成人のII級患者の治療には、慎重な診断と審美的、咬合的、および機能的配慮を含む治療計画が必要である5-7。 治療目標には患者の主訴を含める必要があり、力学的計画は特定の治療目標に基づいて個別化されるべきである。

コネチカット大学では、異なる矯正歯の動きを同時に行うことができる多機能矯正ワイヤーを設計している。 これらの「スマート」なワイヤーの力システムと副作用の両方が現在よく理解されているため、通常、ヘッドギアとクラスIIエラスティックの必要性を回避することができます。 2級症例は、重度のディープバイト、上中下切歯の舌側への傾斜、上顎側切歯の唇側へのフレアーを特徴とすることが多いようです。 また、上下の咬合平面にも問題があり、深いSpee湾曲を示すことが多いようです。 口唇の軟組織は不正咬合に適合していることが多く、口唇溝が深く冗長であることがあります。 上顎切歯の上萌出と深い咬合により、上顎前歯の歯肉縁は通常不正であり、舌側切歯は歯肉縁が過剰に高い場合がある(図1)

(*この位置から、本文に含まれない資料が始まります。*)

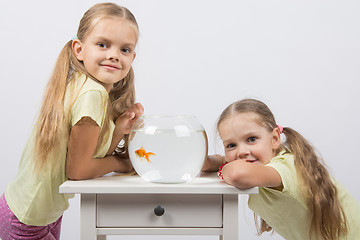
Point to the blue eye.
(126, 50)
(102, 45)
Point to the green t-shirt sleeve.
(284, 165)
(91, 104)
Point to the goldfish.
(141, 153)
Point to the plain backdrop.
(195, 57)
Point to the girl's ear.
(77, 49)
(276, 138)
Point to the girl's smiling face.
(246, 140)
(108, 51)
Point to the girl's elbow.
(239, 178)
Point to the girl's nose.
(114, 55)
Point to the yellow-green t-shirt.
(286, 211)
(35, 198)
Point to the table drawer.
(137, 210)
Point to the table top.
(205, 183)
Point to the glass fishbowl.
(167, 149)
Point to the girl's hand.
(247, 175)
(125, 165)
(125, 121)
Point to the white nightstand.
(128, 205)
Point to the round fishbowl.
(167, 149)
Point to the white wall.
(196, 57)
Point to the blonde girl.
(297, 196)
(88, 108)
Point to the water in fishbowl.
(167, 156)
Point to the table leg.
(230, 217)
(88, 216)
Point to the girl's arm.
(82, 143)
(124, 124)
(247, 175)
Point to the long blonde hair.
(52, 124)
(327, 215)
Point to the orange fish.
(141, 153)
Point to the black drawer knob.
(159, 211)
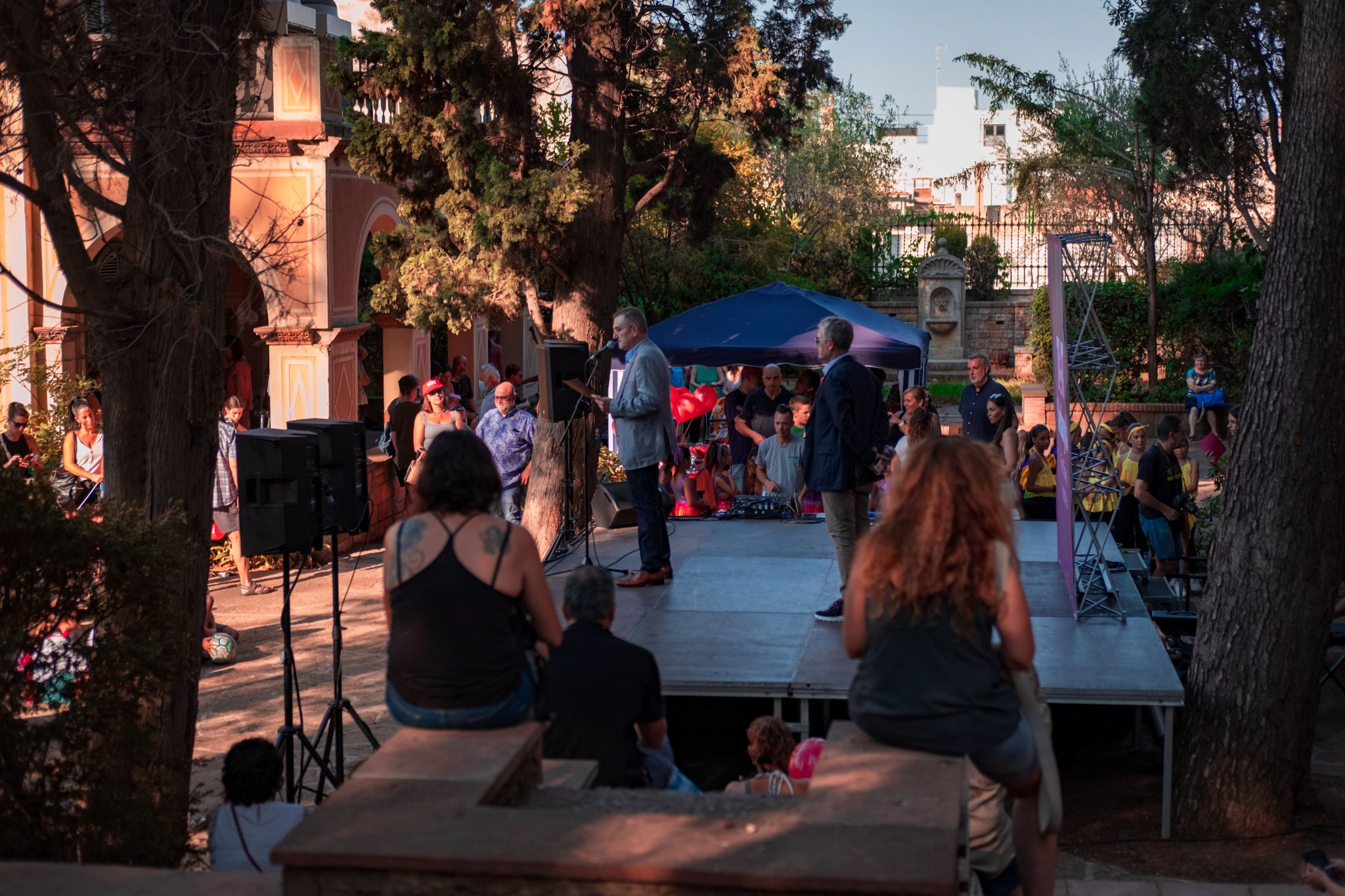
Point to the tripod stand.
(568, 530)
(290, 733)
(332, 719)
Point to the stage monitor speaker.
(612, 507)
(558, 360)
(278, 492)
(342, 463)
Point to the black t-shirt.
(602, 685)
(759, 410)
(740, 446)
(1162, 475)
(403, 417)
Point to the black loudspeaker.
(278, 492)
(558, 360)
(612, 505)
(341, 459)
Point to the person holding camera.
(1162, 496)
(20, 449)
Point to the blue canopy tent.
(778, 324)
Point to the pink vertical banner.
(1060, 387)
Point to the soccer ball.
(219, 649)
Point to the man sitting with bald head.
(508, 431)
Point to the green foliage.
(491, 177)
(65, 743)
(1207, 305)
(1211, 307)
(1214, 83)
(46, 425)
(944, 393)
(988, 270)
(808, 211)
(956, 234)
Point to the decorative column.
(314, 372)
(405, 351)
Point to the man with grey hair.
(645, 436)
(758, 417)
(603, 689)
(975, 395)
(845, 433)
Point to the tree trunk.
(1245, 743)
(156, 337)
(586, 299)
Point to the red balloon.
(688, 406)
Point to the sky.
(889, 46)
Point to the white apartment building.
(962, 135)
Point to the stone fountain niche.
(942, 284)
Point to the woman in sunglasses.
(436, 418)
(20, 449)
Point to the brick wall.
(389, 504)
(994, 328)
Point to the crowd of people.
(475, 640)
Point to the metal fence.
(1024, 244)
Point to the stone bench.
(449, 812)
(69, 879)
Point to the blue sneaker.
(835, 613)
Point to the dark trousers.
(650, 519)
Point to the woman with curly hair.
(770, 747)
(931, 582)
(466, 598)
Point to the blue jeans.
(1162, 540)
(512, 503)
(650, 519)
(510, 711)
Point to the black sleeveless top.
(456, 643)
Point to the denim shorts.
(510, 711)
(1012, 759)
(1162, 543)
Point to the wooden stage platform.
(738, 621)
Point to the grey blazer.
(642, 409)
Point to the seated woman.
(929, 586)
(81, 459)
(248, 825)
(770, 748)
(1039, 476)
(460, 618)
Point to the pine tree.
(527, 135)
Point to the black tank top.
(15, 449)
(456, 641)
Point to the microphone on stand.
(603, 351)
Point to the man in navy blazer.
(845, 435)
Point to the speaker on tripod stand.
(280, 511)
(342, 465)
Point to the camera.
(1185, 504)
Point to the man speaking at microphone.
(645, 436)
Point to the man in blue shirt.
(508, 431)
(975, 422)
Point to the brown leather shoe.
(640, 580)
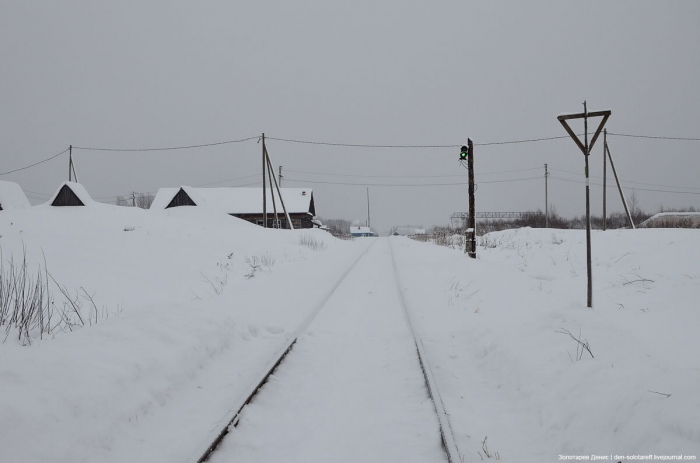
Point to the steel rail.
(220, 430)
(448, 440)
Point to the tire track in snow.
(333, 334)
(231, 418)
(448, 440)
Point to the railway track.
(232, 418)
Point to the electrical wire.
(652, 137)
(628, 181)
(409, 184)
(362, 145)
(640, 189)
(205, 145)
(228, 180)
(408, 176)
(36, 163)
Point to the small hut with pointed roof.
(70, 194)
(12, 197)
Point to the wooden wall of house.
(300, 220)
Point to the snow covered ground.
(492, 329)
(192, 306)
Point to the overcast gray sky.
(135, 74)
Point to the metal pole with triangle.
(586, 149)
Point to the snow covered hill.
(495, 330)
(191, 305)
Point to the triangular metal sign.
(563, 118)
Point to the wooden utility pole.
(605, 177)
(264, 192)
(71, 167)
(70, 163)
(471, 246)
(586, 149)
(284, 208)
(275, 223)
(546, 202)
(368, 222)
(619, 187)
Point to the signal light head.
(463, 153)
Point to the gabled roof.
(239, 200)
(70, 190)
(12, 196)
(357, 230)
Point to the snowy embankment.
(190, 306)
(508, 372)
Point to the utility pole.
(472, 213)
(71, 167)
(273, 178)
(586, 149)
(605, 177)
(368, 222)
(264, 185)
(546, 203)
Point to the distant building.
(408, 230)
(244, 203)
(361, 231)
(70, 194)
(12, 197)
(672, 220)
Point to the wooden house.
(672, 220)
(244, 203)
(361, 231)
(70, 194)
(12, 197)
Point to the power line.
(228, 180)
(411, 184)
(634, 188)
(205, 145)
(409, 176)
(363, 145)
(653, 137)
(629, 181)
(36, 163)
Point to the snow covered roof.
(361, 230)
(12, 196)
(239, 200)
(670, 215)
(77, 189)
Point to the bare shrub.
(256, 263)
(311, 242)
(28, 307)
(581, 345)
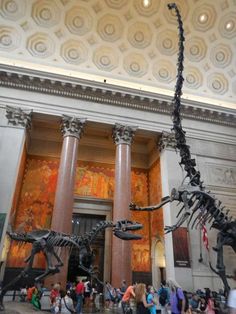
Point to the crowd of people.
(169, 298)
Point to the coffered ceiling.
(125, 43)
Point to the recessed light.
(203, 18)
(146, 3)
(229, 25)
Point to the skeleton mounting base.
(48, 242)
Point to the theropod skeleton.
(48, 242)
(198, 204)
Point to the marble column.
(71, 128)
(121, 250)
(171, 177)
(14, 123)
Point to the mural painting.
(180, 246)
(139, 194)
(94, 180)
(155, 195)
(34, 209)
(35, 206)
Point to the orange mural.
(94, 180)
(139, 195)
(35, 206)
(34, 210)
(155, 195)
(141, 257)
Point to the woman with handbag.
(141, 301)
(177, 299)
(66, 303)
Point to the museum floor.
(14, 307)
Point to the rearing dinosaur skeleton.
(197, 202)
(46, 241)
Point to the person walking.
(54, 296)
(140, 297)
(150, 300)
(177, 299)
(128, 295)
(79, 295)
(66, 303)
(232, 298)
(163, 297)
(210, 309)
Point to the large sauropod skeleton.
(48, 242)
(198, 205)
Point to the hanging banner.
(180, 247)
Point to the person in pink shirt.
(79, 294)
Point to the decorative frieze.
(166, 140)
(18, 117)
(144, 101)
(123, 134)
(72, 126)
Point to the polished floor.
(14, 307)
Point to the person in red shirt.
(125, 302)
(79, 294)
(54, 296)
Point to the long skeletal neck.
(186, 160)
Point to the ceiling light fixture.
(146, 3)
(229, 25)
(203, 18)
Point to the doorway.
(87, 212)
(82, 223)
(158, 262)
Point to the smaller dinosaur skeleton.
(48, 241)
(197, 202)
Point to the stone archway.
(158, 261)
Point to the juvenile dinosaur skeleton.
(48, 241)
(199, 206)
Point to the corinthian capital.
(123, 134)
(18, 117)
(166, 140)
(72, 126)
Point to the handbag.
(73, 312)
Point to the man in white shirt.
(232, 298)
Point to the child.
(150, 300)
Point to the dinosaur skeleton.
(47, 241)
(198, 205)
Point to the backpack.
(163, 297)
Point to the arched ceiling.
(125, 43)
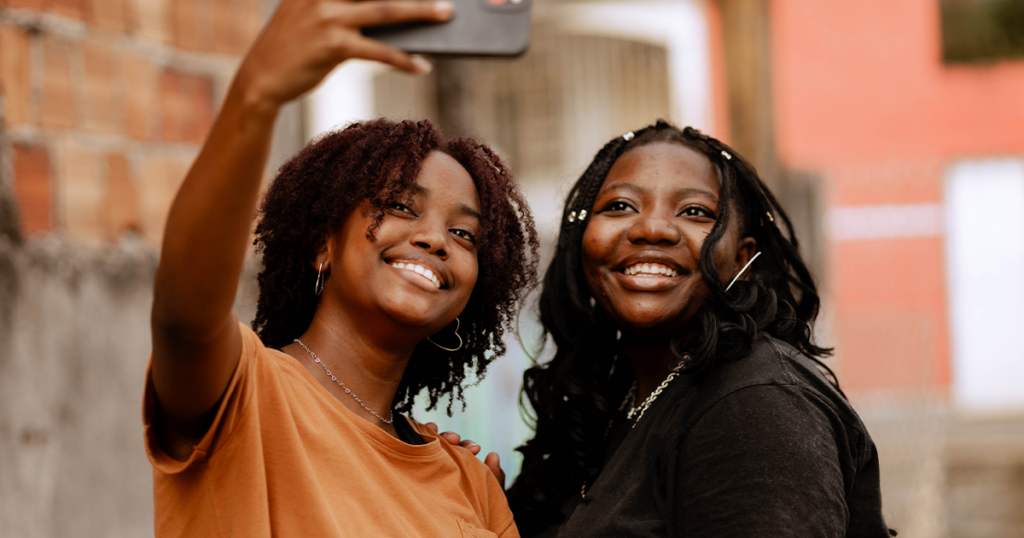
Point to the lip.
(419, 280)
(648, 282)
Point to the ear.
(744, 251)
(325, 254)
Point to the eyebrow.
(462, 209)
(687, 191)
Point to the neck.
(651, 360)
(369, 358)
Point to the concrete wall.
(74, 343)
(103, 105)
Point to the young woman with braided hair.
(393, 261)
(685, 397)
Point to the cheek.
(467, 271)
(592, 257)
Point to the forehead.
(665, 167)
(445, 179)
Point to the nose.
(431, 240)
(653, 231)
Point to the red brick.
(102, 109)
(15, 76)
(57, 105)
(223, 27)
(82, 194)
(75, 8)
(184, 25)
(161, 179)
(32, 188)
(122, 198)
(140, 93)
(38, 5)
(111, 14)
(186, 107)
(249, 23)
(150, 19)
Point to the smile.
(649, 270)
(419, 270)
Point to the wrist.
(251, 96)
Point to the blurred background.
(893, 131)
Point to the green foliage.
(982, 31)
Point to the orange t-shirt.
(285, 458)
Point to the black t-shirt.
(763, 446)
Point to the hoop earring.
(734, 279)
(318, 287)
(457, 323)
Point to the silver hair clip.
(734, 279)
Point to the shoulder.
(470, 466)
(479, 484)
(775, 374)
(774, 388)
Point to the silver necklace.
(347, 389)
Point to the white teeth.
(419, 270)
(650, 269)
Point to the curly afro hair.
(378, 161)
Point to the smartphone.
(479, 28)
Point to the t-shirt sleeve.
(762, 461)
(232, 406)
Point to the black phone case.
(477, 29)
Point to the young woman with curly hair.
(686, 397)
(393, 260)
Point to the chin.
(415, 313)
(649, 324)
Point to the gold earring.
(318, 287)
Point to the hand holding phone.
(306, 39)
(479, 28)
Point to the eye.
(697, 211)
(399, 207)
(617, 205)
(464, 234)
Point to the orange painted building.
(863, 100)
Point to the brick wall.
(104, 105)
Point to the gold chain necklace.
(347, 389)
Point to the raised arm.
(196, 341)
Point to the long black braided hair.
(576, 395)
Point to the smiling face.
(642, 245)
(421, 269)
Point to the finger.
(366, 48)
(392, 11)
(471, 446)
(493, 461)
(452, 438)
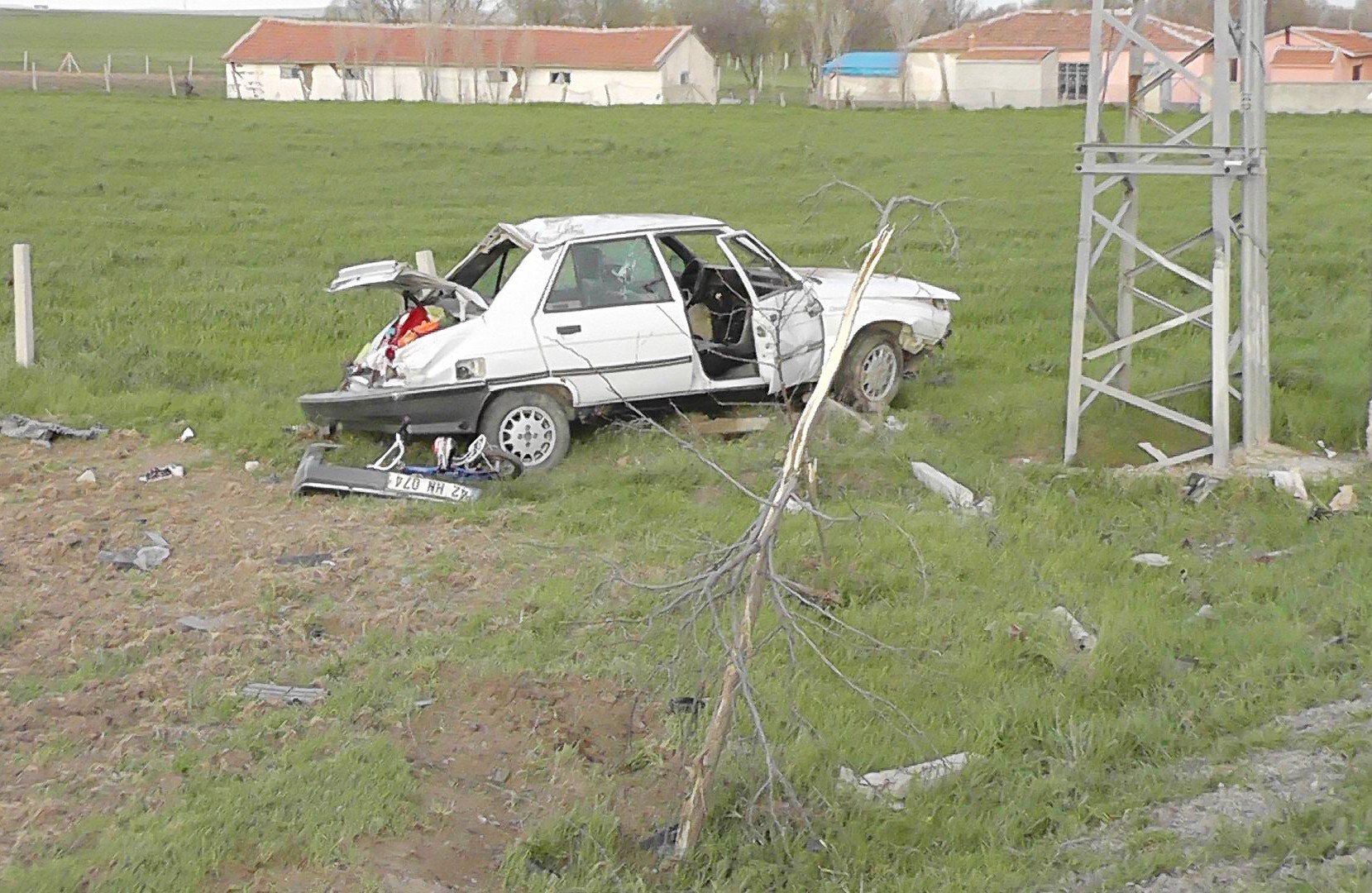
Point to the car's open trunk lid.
(389, 275)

これらの患者に対する治療方針は、叢生を解消するために上顎小歯を抜き、同時に上下の切歯の侵入により深い咬合を矯正することです。 イントリュージョンメカニックには、ニッケルチタン製のConnecticut Intrusion Arch8(CIA)またはCNA製のベータチタンアーチワイヤーを使用します。

Intrusion Archwires

Preformed CIAニッケルチタン侵入ワイヤーは、平均的なアーチ長で歯が揃っている場合、35-40gの力を発揮します。 短いCIAワイヤーは、すでにスペースが閉じている抜歯症例に使用し、長いワイヤーは非抜歯症例に使用します。

ワイヤーの長さは、曲げるモーメントの位置で決まります。 理想的な力の発揮のためには、ワイヤーを挿入したときに第一大臼歯部の補助管から3~5mm内側に曲がっていることが望ましい(図2)。 成人患者において望ましいと思われる50~60gの高いフォースレベルを発生させるために、プレフォームされたCNAベータチタンアーチワイヤーは、臼歯部チューブの前にモーメントベンドを配置することで活性化させることができます。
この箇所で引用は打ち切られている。